Third, we used RRSV to choose the optimal (h, w0) as in (2.11). Given a grid of (h, w0) values, we used the average prediction on the test set to choose the optimal (h, w0). The criterion used is the Pearson correlation between the true and predicted responses. Specifically, we divided the dataset into half the test set and half the training set 500 times randomly, ensuring that both the missingness rate and the proportion of the validation set between the training set and the test set are the same. At each division, for every given h and w0, we calculated, Cortr and Cortest for all approaches, where Cortr is the correlation between the predicted responses and the true responses on the training dataset, and Cortest is the correlation between the predicted responses and the true responses on the test dataset. After 500 divisions, we calculated their averages in comparison with MCAR and MAR approaches. See Table 3 for such results. We found that both MNARP and MNARN outperform in almost all tuning parameters (h, w0)s’, and the best (h, w0) is achieved at (1.13hmin, 0.5) for MNARN. We also examine whether the functional covariate leads to better prediction. Specifically, by setting θ0 = 0, we repeated the same estimation procedure to calculate (Cortest, Cortr) at (1.13hmin, 0.5), leading to Cortr = 0.257(0.054) and Cortest = 0.127(0.059). Comparing such results with those in Table 3 reveals that RAVEN images can substantially improve prediction accuracy.

Table 3.

ADNI data analysis results: prediction accuracy scores.
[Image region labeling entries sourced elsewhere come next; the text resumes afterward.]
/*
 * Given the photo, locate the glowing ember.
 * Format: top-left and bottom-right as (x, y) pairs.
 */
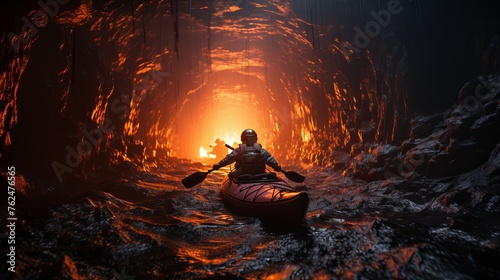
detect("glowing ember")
(200, 147), (215, 158)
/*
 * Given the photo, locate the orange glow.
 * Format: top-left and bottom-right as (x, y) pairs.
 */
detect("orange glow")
(200, 147), (215, 158)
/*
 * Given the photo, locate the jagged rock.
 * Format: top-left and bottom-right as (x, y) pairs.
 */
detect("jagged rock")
(447, 116), (476, 140)
(471, 113), (500, 149)
(330, 151), (351, 171)
(352, 152), (377, 180)
(351, 143), (365, 157)
(372, 144), (400, 164)
(425, 140), (488, 178)
(401, 139), (423, 154)
(485, 143), (500, 177)
(484, 100), (500, 115)
(410, 114), (445, 138)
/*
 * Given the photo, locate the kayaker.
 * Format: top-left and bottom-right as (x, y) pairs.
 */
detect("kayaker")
(212, 129), (281, 177)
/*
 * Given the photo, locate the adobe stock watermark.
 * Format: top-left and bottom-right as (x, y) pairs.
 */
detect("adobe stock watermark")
(212, 0), (243, 20)
(384, 75), (500, 179)
(51, 71), (167, 182)
(7, 0), (70, 53)
(340, 0), (413, 63)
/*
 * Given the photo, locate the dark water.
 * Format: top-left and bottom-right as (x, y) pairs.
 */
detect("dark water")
(4, 161), (500, 279)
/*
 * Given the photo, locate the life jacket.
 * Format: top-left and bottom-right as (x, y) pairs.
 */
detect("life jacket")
(235, 143), (266, 175)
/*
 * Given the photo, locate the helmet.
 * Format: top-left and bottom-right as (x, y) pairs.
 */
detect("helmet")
(241, 128), (257, 144)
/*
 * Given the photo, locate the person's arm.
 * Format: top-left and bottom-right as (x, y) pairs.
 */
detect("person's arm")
(261, 148), (281, 172)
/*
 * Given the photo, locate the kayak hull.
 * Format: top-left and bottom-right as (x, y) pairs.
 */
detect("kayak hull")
(221, 174), (309, 226)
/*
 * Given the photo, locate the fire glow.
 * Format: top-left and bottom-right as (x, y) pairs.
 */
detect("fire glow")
(200, 131), (238, 158)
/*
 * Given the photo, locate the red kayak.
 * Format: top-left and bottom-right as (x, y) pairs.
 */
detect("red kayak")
(221, 173), (309, 225)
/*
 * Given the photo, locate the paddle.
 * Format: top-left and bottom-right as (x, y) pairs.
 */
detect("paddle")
(182, 169), (214, 188)
(225, 144), (306, 183)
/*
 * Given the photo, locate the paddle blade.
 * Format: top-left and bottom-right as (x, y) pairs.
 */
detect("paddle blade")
(182, 171), (210, 188)
(282, 171), (306, 183)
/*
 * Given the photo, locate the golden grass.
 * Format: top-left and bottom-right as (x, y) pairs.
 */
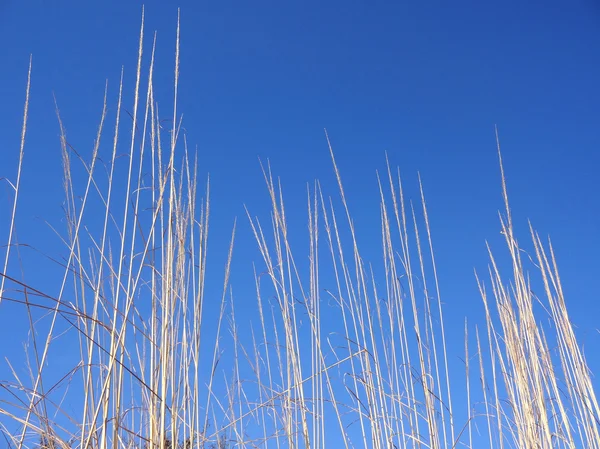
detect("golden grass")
(0, 10), (600, 449)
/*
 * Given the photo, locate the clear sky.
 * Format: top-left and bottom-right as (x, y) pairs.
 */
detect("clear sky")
(0, 0), (600, 444)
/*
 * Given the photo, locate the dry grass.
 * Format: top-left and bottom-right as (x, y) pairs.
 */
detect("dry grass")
(0, 10), (600, 449)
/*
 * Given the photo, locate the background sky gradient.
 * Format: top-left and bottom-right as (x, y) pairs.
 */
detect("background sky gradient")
(0, 0), (600, 444)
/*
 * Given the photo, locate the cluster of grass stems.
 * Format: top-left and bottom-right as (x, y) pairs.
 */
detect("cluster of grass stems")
(0, 12), (600, 449)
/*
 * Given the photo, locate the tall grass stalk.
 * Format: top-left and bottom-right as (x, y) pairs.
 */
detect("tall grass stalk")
(0, 12), (600, 449)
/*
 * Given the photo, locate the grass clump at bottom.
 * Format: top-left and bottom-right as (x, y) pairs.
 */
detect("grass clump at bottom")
(0, 12), (600, 449)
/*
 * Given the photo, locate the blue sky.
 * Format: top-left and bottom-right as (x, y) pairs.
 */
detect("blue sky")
(0, 0), (600, 444)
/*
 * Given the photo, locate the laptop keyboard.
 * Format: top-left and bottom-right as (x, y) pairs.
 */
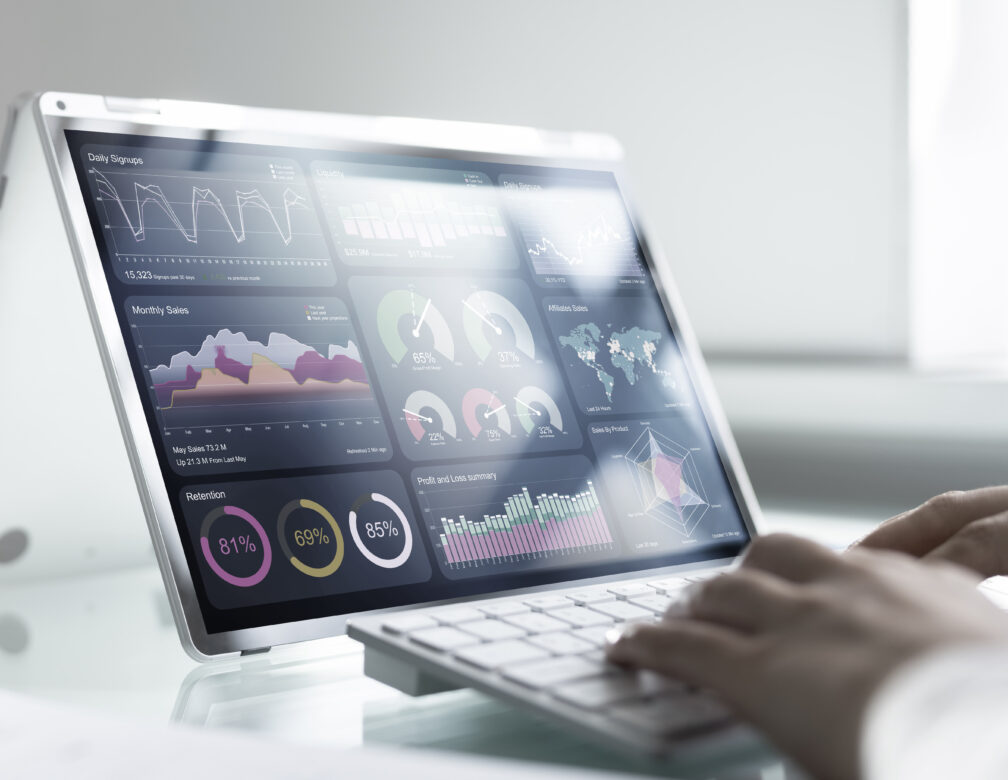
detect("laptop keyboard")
(351, 573), (731, 748)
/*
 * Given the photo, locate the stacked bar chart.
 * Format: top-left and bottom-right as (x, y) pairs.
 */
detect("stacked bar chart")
(440, 482), (613, 563)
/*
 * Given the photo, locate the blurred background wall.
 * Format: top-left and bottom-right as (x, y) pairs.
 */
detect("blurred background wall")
(0, 0), (1008, 524)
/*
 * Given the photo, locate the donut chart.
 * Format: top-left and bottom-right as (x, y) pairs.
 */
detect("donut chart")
(200, 506), (273, 588)
(276, 499), (346, 577)
(349, 493), (413, 568)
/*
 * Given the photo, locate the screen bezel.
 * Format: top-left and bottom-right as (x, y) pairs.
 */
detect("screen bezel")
(34, 93), (759, 660)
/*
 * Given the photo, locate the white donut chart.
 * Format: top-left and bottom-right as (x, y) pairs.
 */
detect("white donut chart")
(350, 493), (413, 568)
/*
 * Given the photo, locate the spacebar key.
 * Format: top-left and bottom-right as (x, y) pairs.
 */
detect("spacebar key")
(455, 639), (549, 669)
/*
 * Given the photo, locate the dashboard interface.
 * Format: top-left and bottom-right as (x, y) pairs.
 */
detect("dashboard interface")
(66, 130), (749, 633)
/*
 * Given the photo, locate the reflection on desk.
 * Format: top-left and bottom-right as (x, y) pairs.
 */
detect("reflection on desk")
(0, 515), (863, 780)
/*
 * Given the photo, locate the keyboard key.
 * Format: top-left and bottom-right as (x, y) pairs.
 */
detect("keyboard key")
(476, 602), (529, 618)
(568, 588), (613, 607)
(409, 626), (480, 650)
(682, 571), (725, 582)
(456, 639), (549, 669)
(381, 612), (437, 634)
(501, 656), (604, 688)
(589, 602), (654, 620)
(609, 693), (731, 737)
(552, 667), (685, 709)
(524, 596), (571, 612)
(549, 602), (618, 628)
(571, 623), (613, 647)
(627, 594), (673, 615)
(648, 576), (689, 595)
(552, 675), (645, 709)
(459, 618), (525, 642)
(502, 612), (571, 634)
(430, 607), (486, 626)
(608, 582), (656, 599)
(528, 632), (595, 655)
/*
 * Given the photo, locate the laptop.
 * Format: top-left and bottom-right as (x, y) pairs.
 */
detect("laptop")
(8, 93), (759, 754)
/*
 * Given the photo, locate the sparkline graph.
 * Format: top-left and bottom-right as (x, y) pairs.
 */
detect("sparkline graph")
(312, 162), (518, 268)
(501, 176), (645, 286)
(528, 217), (627, 272)
(84, 146), (336, 286)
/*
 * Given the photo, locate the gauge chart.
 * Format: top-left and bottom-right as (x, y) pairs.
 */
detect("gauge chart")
(412, 456), (616, 577)
(402, 390), (459, 445)
(376, 286), (455, 370)
(462, 387), (511, 439)
(350, 276), (582, 462)
(513, 385), (563, 436)
(126, 296), (391, 474)
(82, 145), (336, 286)
(179, 471), (430, 612)
(462, 290), (535, 366)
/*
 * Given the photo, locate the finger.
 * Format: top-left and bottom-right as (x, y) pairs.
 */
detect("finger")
(606, 620), (747, 690)
(742, 533), (841, 582)
(852, 485), (1008, 557)
(685, 568), (796, 632)
(923, 512), (1008, 578)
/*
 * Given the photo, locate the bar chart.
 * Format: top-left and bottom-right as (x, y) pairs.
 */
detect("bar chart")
(414, 457), (616, 575)
(312, 161), (518, 269)
(440, 483), (613, 563)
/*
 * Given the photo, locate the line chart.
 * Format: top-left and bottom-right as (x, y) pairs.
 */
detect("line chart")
(501, 175), (646, 286)
(85, 146), (336, 286)
(92, 170), (310, 246)
(528, 217), (627, 268)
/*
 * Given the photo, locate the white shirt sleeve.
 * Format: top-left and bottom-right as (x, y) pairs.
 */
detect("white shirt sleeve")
(861, 644), (1008, 780)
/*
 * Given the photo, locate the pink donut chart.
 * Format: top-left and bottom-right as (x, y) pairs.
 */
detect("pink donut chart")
(200, 506), (273, 588)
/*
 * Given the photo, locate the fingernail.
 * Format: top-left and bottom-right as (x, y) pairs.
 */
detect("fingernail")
(665, 582), (704, 618)
(606, 626), (626, 647)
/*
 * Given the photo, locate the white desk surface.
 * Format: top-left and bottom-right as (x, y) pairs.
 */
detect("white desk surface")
(0, 512), (870, 778)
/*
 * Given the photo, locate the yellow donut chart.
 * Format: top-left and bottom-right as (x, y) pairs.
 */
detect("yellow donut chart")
(277, 499), (346, 577)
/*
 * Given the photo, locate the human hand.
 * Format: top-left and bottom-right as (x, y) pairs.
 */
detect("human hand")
(852, 486), (1008, 577)
(607, 534), (1008, 778)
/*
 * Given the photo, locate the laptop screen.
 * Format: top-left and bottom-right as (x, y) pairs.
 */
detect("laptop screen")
(67, 130), (749, 633)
(w0, h) MCAR MAR MNARP MNARN
Cortr (0, 1.13hmin) .3238(.0695) .2984 (.0658) .2994 (.0654) .2970 (.0619)
Cortest (0, 1.13hmin) .1161 (.0605) .1384 (.0609) .1388 (.0623) .1377 (.0629)
Cortr (0, 1.14hmin) .3244(.0707) .2993 (.0761) .3000 (.0665) .2967 (.0621)
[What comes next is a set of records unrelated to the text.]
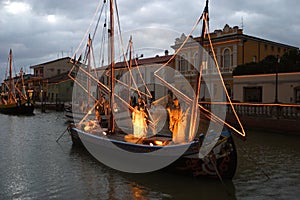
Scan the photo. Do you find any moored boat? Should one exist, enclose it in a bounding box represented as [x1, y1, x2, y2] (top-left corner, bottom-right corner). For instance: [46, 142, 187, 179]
[69, 0, 244, 179]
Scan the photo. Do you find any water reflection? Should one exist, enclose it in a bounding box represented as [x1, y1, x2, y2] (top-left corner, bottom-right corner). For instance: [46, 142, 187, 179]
[0, 112, 300, 200]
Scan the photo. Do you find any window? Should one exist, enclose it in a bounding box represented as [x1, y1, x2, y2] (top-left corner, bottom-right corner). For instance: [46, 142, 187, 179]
[223, 49, 231, 69]
[244, 87, 262, 103]
[179, 56, 187, 72]
[295, 86, 300, 103]
[194, 53, 200, 71]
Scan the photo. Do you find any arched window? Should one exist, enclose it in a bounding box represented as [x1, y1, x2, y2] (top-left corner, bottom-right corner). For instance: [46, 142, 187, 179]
[223, 49, 231, 69]
[179, 55, 188, 72]
[193, 53, 200, 71]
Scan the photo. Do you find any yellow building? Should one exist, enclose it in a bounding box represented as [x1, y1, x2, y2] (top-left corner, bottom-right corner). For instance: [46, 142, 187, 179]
[233, 72, 300, 103]
[172, 24, 298, 98]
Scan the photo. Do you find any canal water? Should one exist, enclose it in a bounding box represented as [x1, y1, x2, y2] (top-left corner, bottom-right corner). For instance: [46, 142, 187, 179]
[0, 110, 300, 200]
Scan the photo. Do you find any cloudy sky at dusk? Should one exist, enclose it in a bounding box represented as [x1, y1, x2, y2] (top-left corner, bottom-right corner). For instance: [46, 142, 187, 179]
[0, 0, 300, 81]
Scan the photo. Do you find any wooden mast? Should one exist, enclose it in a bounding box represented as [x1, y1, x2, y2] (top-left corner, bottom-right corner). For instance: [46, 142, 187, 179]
[8, 49, 14, 101]
[189, 0, 208, 140]
[109, 0, 115, 133]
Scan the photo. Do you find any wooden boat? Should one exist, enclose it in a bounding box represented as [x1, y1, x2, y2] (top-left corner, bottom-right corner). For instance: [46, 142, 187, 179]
[0, 50, 34, 115]
[69, 0, 245, 179]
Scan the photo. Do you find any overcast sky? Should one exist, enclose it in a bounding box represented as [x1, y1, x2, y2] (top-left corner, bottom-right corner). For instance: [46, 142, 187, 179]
[0, 0, 300, 81]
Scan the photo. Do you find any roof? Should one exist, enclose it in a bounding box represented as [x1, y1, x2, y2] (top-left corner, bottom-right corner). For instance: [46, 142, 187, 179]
[30, 57, 71, 69]
[115, 55, 173, 68]
[44, 72, 73, 84]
Cortest (0, 1.14hmin) .1160 (.0607) .1380 (.0608) .1389 (.0615) .1387 (.0624)
Cortr (0, 1.15hmin) .3243(.0701) .2997 (.0672) .3013 (.0674) .2984 (.0633)
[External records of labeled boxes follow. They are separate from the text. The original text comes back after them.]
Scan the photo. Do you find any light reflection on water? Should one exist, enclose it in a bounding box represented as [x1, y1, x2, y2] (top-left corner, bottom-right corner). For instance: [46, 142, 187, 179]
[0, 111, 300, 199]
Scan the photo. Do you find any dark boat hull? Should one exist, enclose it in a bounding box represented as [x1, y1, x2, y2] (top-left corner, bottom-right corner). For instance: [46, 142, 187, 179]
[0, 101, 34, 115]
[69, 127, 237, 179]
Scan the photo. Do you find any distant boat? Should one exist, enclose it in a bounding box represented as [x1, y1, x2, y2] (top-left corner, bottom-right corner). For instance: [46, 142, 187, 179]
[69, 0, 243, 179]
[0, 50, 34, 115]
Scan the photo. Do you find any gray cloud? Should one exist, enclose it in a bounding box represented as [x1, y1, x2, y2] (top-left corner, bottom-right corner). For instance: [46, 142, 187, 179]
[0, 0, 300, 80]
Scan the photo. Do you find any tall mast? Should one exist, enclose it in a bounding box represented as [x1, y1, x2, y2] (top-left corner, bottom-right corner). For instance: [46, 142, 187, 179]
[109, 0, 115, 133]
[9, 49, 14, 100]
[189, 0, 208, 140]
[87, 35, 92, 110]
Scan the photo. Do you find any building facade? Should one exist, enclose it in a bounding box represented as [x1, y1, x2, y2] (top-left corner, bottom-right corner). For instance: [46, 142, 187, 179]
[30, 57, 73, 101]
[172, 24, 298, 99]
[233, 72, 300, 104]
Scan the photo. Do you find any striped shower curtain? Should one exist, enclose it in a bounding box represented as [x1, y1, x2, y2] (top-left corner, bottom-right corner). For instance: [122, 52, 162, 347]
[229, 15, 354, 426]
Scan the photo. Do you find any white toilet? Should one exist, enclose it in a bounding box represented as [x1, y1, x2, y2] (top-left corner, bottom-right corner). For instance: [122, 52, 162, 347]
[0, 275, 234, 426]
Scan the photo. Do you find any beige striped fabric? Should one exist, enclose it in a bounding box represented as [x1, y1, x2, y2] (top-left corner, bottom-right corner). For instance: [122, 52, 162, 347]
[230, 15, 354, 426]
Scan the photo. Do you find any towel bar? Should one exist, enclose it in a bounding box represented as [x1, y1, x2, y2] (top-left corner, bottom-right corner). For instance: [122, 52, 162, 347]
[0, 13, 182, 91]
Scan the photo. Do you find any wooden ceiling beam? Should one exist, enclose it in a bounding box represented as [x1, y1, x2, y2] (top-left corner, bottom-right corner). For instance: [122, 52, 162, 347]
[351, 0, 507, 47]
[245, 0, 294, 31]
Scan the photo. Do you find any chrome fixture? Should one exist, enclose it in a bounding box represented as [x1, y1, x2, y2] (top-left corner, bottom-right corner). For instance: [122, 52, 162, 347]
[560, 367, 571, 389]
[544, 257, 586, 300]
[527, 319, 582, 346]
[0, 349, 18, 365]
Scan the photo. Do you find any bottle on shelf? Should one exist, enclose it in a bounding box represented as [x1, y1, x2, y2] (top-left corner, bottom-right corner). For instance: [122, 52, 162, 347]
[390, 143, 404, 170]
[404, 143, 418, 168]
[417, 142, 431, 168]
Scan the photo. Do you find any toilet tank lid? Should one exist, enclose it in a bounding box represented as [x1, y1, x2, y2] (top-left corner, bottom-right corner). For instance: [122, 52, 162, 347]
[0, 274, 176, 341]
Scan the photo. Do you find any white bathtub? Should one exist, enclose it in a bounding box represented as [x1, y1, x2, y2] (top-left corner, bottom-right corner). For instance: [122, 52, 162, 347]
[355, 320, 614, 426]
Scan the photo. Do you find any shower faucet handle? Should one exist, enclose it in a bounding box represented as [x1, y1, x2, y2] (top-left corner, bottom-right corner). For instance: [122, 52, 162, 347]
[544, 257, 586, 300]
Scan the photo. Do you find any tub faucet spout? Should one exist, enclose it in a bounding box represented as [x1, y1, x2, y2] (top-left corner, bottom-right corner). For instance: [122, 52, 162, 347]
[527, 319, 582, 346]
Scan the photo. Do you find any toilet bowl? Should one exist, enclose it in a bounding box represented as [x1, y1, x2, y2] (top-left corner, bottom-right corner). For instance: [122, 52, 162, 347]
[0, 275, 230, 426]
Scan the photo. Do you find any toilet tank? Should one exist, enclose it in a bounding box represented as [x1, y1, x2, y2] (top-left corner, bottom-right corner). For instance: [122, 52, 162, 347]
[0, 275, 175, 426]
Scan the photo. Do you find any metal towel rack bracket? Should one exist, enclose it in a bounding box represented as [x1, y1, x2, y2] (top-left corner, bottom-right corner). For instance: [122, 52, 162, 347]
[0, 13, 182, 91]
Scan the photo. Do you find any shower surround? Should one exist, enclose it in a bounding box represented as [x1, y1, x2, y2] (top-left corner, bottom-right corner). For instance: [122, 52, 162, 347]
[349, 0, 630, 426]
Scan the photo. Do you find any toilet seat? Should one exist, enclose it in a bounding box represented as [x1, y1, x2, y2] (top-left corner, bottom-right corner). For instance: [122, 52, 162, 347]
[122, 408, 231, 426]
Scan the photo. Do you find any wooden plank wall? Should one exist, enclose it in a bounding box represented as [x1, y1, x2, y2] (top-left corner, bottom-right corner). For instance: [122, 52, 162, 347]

Cortest (0, 1.15hmin) .1150 (.0616) .1373 (.0603) .1384 (.0616) .1377 (.0619)
Cortr (0, 1.16hmin) .3264(.0710) .3010 (.0656) .3031 (.0671) .3014 (.0639)
Cortest (0, 1.16hmin) .1153 (.0613) .1369 (.0592) .1371 (.0604) .1360 (.0611)
Cortr (0, 1.17hmin) .3269(.0706) .3021 (.0665) .3039 (.0678) .3012 (.0635)
Cortest (0, 1.17hmin) .1146 (.0601) .1368 (.0586) .1373 (.0588) .1368 (.0600)
Cortr (1, 1.10hmin) .3266(.0724) .3023 (.0645) .2949 (.0617) .2900 (.0611)
Cortest (1, 1.10hmin) .1146 (.0620) .1394 (.0586) .1435 (.0593) 1419 (.0598)
Cortr (1, 1.11hmin) .3255 (.0695) .3055 (.0672) .2972 (.0627) .2911 (.0633)
Cortest (1, 1.11hmin) .1152 (.0625) .1404 (.0580) .1459 (.0593) .1447 (.0594)
Cortr (1, 1.12hmin) .3265(.0720) .3069 (.0713) .3009 (.0675) .2944 (.0648)
Cortest (1, 1.12hmin) .1148 (.0609) .1405 (.0577) .1439 (.0587) .1443 (.0589)
Cortr (1, 1.13hmin) .3266(.0731) .3063 (.0720) .3020 (.0695) .2947 (.0647)
Cortest (1, 1.13hmin) .1139 (.0614) .1393 (.0589) .1438 (.0593) .1447 (.0593)
Cortr (1, 1.14hmin) .3260(.0718) .3064 (.0722) .3032 (.0720) .2972 (.0662)
Cortest (1, 1.14hmin) .1145 (.0613) .1395 (.0588) .1436 (.0598) .1443 (.0594)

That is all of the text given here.